Late last year, Apple signed a deal with Canadian broadcaster DHX Media, which now owns a controlling stake in the Peanuts franchise, to produce new specials and short films about Snoopy, Charlie Brown, and the rest of the Peanuts gang, with Apple reportedly looking to use the characters to create specials to build enthusiasm for STEM topics.
Even at the time, there were reports of a short that would star “astronaut Snoopy,” and now, according to Deadline, it looks like Apple will be releasing the first of these projects next month. According to the report, Peanuts has teamed with Morgan Neville and Imagine Documentaries to produce Peanuts in Space: Secrets of Apollo 10, a documentary short that will investigate Snoopy’s secret life as a world-famous astronaut — no doubt the direction his career path went in after he finally defeated the Red Baron.
The special is expected to “lightly spoof” the 1969 NASA Apollo 10 mission, and will also feature Imagine’s Ron Howard portraying himself, and Jeff Goldblum as a self-published NASA historian searching for the truth about Snoopy’s top-secret involvement in the mission. In actual fact, the Apollo 10 mission saw the lunar module skim the surface of the moon as a preliminary recon mission to scout a site for the famous Apollo 11 moon landing.
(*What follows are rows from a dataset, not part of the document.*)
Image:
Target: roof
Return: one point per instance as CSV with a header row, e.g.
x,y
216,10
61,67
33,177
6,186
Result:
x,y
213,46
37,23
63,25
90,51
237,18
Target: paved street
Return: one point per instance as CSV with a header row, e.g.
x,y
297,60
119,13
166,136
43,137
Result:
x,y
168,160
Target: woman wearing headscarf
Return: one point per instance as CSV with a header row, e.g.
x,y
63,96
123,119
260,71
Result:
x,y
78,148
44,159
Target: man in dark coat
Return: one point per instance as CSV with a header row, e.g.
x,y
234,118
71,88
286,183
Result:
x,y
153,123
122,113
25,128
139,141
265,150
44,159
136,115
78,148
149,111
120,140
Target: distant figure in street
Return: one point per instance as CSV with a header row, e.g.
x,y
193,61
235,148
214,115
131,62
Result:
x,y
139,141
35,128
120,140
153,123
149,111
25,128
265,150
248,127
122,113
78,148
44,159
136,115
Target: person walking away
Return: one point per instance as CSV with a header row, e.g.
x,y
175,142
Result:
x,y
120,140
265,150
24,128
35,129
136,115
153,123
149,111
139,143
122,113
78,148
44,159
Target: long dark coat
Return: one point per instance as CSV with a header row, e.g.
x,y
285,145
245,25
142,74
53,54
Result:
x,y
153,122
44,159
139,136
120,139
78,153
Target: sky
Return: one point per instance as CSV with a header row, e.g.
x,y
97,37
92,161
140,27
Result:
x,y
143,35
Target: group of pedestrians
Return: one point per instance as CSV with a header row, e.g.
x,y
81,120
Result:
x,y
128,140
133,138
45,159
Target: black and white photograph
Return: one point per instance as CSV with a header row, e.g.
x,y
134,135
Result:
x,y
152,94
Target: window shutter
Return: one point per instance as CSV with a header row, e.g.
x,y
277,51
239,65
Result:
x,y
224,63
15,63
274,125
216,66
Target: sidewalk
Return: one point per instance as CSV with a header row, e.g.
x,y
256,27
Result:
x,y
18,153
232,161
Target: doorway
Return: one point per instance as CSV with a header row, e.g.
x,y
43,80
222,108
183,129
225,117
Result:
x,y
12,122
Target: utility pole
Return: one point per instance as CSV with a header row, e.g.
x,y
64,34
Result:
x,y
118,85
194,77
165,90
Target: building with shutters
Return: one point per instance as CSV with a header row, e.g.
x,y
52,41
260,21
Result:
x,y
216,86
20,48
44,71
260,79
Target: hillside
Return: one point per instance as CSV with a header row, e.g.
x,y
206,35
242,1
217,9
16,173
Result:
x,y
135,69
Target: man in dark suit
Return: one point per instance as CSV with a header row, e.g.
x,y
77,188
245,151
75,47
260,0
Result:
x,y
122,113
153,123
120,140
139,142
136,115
However, what may come as a surprise to some is that the mission already had a connection to the Peanuts gang: NASA and the crew — astronauts Gene Cernan, John Young, and Thomas Stafford — named the lunar module “Snoopy” since it was expected to “snoop around” the lunar surface, and by extension dubbed the command module “Charlie Brown.” In fact, NASA had approached Peanuts creator Charles Schultz a couple of years earlier to get permission to use Snoopy on the Agency’s safety materials, and in 1968 introduce the “Silver Snoopy” award to recognize employees and contractors for outstanding achievements in safety and mission success.
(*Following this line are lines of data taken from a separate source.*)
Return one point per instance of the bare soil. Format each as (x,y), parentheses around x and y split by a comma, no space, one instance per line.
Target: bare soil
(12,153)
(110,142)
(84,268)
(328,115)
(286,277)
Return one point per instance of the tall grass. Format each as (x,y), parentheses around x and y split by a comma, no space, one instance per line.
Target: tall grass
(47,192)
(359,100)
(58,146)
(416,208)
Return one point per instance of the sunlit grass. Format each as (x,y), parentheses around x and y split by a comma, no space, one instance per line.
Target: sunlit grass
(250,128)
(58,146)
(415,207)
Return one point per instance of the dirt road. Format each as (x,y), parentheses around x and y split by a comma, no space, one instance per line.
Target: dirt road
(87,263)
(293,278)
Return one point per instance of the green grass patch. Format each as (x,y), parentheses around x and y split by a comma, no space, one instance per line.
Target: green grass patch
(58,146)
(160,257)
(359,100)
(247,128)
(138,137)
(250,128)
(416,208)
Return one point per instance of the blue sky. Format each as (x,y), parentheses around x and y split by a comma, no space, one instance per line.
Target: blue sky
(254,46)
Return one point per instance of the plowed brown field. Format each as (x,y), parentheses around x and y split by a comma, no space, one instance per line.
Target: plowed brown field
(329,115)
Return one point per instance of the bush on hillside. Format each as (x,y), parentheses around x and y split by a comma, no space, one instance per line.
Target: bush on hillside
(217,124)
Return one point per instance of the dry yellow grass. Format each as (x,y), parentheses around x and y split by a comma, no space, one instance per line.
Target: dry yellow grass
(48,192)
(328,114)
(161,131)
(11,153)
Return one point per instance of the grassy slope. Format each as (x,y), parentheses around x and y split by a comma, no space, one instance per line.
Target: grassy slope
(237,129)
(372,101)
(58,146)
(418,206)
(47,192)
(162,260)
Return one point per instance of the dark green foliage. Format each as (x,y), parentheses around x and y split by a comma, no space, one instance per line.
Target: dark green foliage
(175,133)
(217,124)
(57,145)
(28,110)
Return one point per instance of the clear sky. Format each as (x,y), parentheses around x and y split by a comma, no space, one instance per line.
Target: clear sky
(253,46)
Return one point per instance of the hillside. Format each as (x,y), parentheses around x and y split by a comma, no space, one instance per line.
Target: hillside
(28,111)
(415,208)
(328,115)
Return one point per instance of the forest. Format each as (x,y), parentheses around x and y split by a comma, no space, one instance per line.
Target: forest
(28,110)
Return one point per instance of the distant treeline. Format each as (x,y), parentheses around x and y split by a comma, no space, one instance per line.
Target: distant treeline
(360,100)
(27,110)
Schulz considered it a huge honour for his characters to be featured by NASA, and a new “Space Act Agreement” with DHX Media last year renewed the partnership between Schultz’s wunderkinds and the Space Agency, with a new focus on inspiring a passion for space exploration and STEM among kids.
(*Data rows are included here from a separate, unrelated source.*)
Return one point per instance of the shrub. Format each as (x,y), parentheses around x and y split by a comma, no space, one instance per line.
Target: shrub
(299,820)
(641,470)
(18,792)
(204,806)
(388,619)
So creating a documentary that places Snoopy in the role of an astronaut for the upcoming 50th anniversary of the mission, which occurred on May 22, 1969, seems like a particularly good fit both for the Peanuts gang and for Apple’s push to create educational and family-friendly content for its new TV service.
Of course, Apple still plans its major slate of original TV content in the fall, and this particular special is undoubtedly an exception due to the impending anniversary of the original mission. We’re fairly certain it’s not going to be the first Peanuts special we’ll see from Apple, however, and the company is also working on a slate of children’s shows as a result of a deal it signed with Sesame Workshop last year.